So far, we covered the main kind of graphs and the basics of graph analysis. We’ll now cover into more details the way we can “learn” in graphs.
For what comes next, open a Jupyter Notebook and import the following packages :
import numpy as np
import random
import networkx as nx
from IPython.display import Image
import matplotlib.pyplot as plt
If you have not already installed the networkx
package, simply run :
pip install networkx
The following articles will be using the latest version 2.x
of networkx
. NetworkX is a Python package for the creation, manipulation, and study of the structure, dynamics, and functions of complex networks.
To illustrate the different concepts we’ll cover and how it applies to graphs we’ll take the Karate Club example. This graph is present in the networkx
package. It represents the relations of members of a Karate Club. However, due to a disagreement of the founders of the club, the club has recently been split in two. We’ll try to illustrate this event with graphs.
First, load and plot the graph :
n=34
m = 78
G_karate = nx.karate_club_graph()
pos = nx.spring_layout(G_karate)
nx.draw(G_karate, cmap = plt.get_cmap('rainbow'), with_labels=True, pos=pos)
There are two main tasks in graph learning :
- Link prediction
- Node labeling
We’ll start with link prediction.
I. Link prediction
In Link Prediction, given a graph \(G\), we aim to predict new edges. Predictions are useful to predict future relations or missing edges when the graph is not fully observed for example.
In link prediction, we simply try to build a similarity measure between pairs of nodes and link the most similar (until we reach a threshold \(k\) for example). The question is now to identify the right similarity scores!

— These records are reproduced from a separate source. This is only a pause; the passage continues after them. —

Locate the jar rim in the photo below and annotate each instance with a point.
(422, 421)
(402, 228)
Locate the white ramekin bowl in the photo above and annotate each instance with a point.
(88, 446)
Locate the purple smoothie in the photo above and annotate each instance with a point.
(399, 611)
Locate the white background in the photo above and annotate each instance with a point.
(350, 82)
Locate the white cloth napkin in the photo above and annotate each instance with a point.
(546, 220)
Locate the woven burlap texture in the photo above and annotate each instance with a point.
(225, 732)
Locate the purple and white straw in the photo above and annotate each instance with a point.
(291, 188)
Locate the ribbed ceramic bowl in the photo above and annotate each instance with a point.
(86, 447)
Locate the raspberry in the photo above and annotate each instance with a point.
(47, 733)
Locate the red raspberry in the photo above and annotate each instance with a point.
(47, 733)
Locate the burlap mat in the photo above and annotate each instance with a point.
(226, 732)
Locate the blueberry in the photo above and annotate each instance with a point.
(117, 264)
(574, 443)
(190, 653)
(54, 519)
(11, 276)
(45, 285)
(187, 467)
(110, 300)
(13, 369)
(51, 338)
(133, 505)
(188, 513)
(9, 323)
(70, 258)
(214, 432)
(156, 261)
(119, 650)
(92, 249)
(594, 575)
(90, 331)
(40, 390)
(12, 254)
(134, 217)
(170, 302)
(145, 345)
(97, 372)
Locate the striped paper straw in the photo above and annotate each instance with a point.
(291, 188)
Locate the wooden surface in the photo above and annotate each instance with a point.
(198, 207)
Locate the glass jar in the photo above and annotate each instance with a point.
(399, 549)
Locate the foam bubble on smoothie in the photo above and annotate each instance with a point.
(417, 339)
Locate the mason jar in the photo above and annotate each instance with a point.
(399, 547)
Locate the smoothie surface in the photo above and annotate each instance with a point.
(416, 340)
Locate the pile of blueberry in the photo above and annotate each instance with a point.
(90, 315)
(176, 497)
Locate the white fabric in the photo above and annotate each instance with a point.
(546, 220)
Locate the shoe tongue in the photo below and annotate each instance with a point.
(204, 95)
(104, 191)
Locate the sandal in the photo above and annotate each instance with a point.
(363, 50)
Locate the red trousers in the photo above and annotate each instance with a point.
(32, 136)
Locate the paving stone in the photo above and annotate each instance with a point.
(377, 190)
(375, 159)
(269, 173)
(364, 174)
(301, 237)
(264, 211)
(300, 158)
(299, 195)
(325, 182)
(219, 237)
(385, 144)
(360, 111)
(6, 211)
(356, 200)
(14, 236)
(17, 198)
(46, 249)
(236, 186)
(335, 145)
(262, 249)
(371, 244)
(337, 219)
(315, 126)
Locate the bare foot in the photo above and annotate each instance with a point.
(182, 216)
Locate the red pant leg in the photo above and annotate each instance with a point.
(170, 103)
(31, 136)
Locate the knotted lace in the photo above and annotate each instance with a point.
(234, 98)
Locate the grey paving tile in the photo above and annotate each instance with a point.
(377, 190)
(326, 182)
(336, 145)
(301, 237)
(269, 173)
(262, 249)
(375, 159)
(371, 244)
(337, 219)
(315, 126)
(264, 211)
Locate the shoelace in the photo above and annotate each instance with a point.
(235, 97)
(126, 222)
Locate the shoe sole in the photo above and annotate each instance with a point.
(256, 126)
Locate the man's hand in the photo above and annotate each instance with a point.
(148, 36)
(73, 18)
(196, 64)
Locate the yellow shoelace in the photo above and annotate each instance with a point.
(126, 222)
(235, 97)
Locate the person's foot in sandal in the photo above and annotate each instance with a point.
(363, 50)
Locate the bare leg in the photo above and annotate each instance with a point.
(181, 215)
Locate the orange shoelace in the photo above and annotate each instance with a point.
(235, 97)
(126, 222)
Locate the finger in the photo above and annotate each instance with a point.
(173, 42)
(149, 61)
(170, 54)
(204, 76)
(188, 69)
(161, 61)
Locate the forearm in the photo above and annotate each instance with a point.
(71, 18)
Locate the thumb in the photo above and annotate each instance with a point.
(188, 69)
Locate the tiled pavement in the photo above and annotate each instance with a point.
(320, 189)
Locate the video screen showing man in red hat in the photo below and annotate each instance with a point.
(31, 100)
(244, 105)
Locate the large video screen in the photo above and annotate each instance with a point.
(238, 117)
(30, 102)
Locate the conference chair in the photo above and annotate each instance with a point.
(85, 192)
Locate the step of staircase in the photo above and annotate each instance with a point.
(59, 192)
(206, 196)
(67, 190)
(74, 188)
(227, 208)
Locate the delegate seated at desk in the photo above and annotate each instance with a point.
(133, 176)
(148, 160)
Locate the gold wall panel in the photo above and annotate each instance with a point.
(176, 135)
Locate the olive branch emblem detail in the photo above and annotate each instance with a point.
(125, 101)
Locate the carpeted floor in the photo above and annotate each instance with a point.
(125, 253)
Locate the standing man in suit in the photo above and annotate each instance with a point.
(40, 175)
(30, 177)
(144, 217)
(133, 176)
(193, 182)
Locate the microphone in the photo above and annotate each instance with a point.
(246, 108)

To illustrate the different similarity scores, let’s consider the following graph :
Let \(N(i)\) be a set of neighbors of node \(i\). On the graph above, the neighbors of both nodes \(i\) and \(j\) can be represented as :
We can build several similarity scores :
- Common Neighbors : \(S(i,j) = \mid N(i) \cap N(j) \mid\). In this example, the score would be simply 1.
- Jaccard Coefficient : \(S(i,j) = \frac { \mid N(i) \cap N(j) \mid } { \mid N(i) \cup N(j) \mid }\). This is a normalized common neighbors version.
The intersection is the Common Neighbors, and the union is :
Therefore, the Jaccard Coefficient is given by the ratio :
And the value is \(\frac {1} {6}\).
- Adamic-Adar index : \(S(i,j) = \sum_{k \in N(i)\cap N(j) } \frac {1} {\log \mid N(k) \mid}\) In other words, for each common neighbor of nodes \(i\) and \(j\), we add \(1\) divided by the total number of neighbors of that node. The concept is that common elements with very large neighborhoods are less significant when predicting a connection between two nodes compared to elements shared between a small number of nodes.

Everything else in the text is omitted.